No dia 25 de fevereiro, por meio do Decreto 10.979, o Governo Federal reduziu em 25% a alíquota do IPI (Imposto sobre Produtos Industrializados) da maioria dos produtos. O Ministério da Economia tem dado sinalizações de que pretende ainda fazer este percentual chegar em 33%.
Esta iniciativa teria como objetivo imediato reduzir a inflação, que é um dos pontos a serem atacados na campanha para a reeleição presidencial, no entanto, esse efeito deve ser muito mitigado.
Mas segundo o Ministro Paulo Guedes, essa redução mira um horizonte mais estratégico, o da reindustrialização brasileira e das negociações para a entrada do Brasil na OCDE.

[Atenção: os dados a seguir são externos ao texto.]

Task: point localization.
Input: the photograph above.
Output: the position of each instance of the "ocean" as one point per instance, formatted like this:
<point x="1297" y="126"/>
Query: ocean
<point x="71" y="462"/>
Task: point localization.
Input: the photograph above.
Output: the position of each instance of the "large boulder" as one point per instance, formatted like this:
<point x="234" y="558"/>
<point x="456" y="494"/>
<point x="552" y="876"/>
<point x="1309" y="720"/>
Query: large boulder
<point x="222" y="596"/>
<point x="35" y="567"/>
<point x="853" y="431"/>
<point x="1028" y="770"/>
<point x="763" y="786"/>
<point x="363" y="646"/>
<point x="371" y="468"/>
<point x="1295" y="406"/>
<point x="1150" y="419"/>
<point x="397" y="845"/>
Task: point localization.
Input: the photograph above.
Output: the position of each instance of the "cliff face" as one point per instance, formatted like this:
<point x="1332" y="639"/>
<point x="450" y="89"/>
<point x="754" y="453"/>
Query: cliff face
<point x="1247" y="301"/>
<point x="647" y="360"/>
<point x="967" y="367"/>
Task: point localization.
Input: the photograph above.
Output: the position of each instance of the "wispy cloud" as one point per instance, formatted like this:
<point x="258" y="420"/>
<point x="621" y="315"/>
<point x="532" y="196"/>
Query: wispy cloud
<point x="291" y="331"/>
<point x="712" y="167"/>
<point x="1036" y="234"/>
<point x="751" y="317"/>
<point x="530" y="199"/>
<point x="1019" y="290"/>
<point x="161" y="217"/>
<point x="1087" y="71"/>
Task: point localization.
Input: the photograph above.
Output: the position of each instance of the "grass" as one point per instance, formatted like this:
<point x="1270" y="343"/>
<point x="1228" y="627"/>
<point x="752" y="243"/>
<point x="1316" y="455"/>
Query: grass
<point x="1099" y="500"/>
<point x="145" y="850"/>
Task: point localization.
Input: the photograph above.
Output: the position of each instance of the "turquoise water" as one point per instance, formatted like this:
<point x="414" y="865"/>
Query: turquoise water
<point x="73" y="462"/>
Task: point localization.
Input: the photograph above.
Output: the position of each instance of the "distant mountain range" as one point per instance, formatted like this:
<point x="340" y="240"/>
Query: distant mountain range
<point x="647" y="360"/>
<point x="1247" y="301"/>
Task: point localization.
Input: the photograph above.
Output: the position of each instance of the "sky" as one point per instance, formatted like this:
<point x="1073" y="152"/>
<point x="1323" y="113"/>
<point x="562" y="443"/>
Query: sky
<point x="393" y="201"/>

Faz parte de seu compromisso junto aos empresários industriais que a redução de barreira técnicas e tributárias para uma maior troca de mercadorias com os mercados internacionais partiria primeiro do governo ao reduzir a carga tributário e oferecer melhores condições de competitividade para indústria nacional.
As áreas de procurement devem estar atentas a esta tendência, não só pelo potencial de redução de preços, mas principalmente pela possibilidade de maior abertura de mercado, concorrência e amplitude da oferta de produtos.
Entretanto isso não deve ocorrer tão facilmente. Antes das áreas de compras calcularem a economia de 25% sobre o IPI das compras, há que analisar os impactos desta medida em cada uma das cadeias de fornecimento.
O IPI tem como base de cálculo o valor dos bens industrializados vendidos, desta forma sua redução tem impactos diferentes nos preços entre um fornecedor fabricante e um fornecedor distribuidor.
Para um fabricante, que é contribuinte do imposto, a redução de alíquota irá incidir sobre o preço do item uma vez que se trata de um imposto indireto, calculado por fora (significa que não entra no custo da mercadoria).
Por exemplo, se um produto tem o preço de R$100 e o IPI é 15%, o valor a ser pago será de R$115, com a redução de 25% da alíquota de IPI o imposto passa a ser de 11.25% (15-15x25%=15-3,75=11,25), e seu preço passa a ser de R$111,25, gerando uma economia de R$3,75.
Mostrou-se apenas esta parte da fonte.